Sassoon wriggled in his chair. ‘All right. I’ve had this idea floating around in my mind, for… oh, for five or six weeks. I thought if I could get myself passed fit and then go to London, I could see somebody like… Charles Mercier.’

‘Dr Mercier?’

‘Yes.’

‘Why on earth would you want to see him?’

‘For a second opinion. He’s all right, isn’t he?’

‘Oh, yes, you couldn’t do better. Except that… if you’d just been passed fit by the Board – why would you need to see Mercier?’

‘So they couldn’t say I’d had a relapse, if I went on with the protest.’

Rivers sat back in his chair. ‘Oh, I see.’

Silence.

‘And had you definitely decided to do that?’

‘I hadn’t definitely decided anything.

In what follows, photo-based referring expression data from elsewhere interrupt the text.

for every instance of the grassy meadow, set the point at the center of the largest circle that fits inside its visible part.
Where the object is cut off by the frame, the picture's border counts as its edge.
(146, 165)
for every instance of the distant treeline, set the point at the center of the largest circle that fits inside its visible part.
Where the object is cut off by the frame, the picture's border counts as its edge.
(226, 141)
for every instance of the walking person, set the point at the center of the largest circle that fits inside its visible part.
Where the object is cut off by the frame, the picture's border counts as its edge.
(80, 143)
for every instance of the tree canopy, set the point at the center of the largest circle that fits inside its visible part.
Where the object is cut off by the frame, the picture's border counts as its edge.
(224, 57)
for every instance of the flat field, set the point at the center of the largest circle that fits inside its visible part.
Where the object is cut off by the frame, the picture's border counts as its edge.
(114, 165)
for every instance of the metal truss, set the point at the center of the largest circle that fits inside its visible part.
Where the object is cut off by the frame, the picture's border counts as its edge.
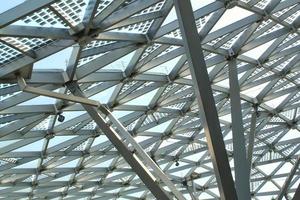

If you want the
reason
I walked out, that’s probably it. It suddenly struck me that in a few hours’ time I’d be packing and I had no idea where I was going. And then at the back of my mind there was the idea that if I went to Mercier I’d be…’

Rivers waited.

‘Doing the dirty on you.’

‘You could’ve had a second opinion at any time. I’d no idea you wanted it. People whose psychiatrists tell them they’re completely sane don’t usually ask for second opinions.’

‘That
is
what they’d do, though, isn’t it? Say I’d had a relapse?’

‘Yes. Probably. I take it you’ve definitely decided not to go back?’

‘No, I want to go back.’

Rivers slumped in his chair. ‘Thank God. I don’t pretend to understand, but thank God.’ After a while he added, ‘You know the real irony in all this? This morning I had a letter from the War Office. Not exactly an undertaking to send you back, but… signs of progress.’

‘And now I’ve gone and ruined it all by having tea with an astronomer.’

‘Oh, I don’t suppose you have. I’ll write to them tonight.’

Sassoon looked at the clock.

‘Well, we don’t want him hearing it from Huntley, do we? By the way, late as it is, I think Major Bryce would still like to see you.’

Sassoon took the hint and stood up. ‘What do you think he’ll do?’

‘No idea.
Roast
you, I hope.’

19

__________

Prior had never broken into a house before. Not that he was exactly breaking into this one, he reminded himself, though it felt like it, standing cold and shivering in the back yard, in a recess between what must be, he supposed, the coalhouse and the shithouse. He wrapped his coat more tightly round him and craned his neck to see the sky. Light cloud, no moon, stars pricking through, a snap of frost.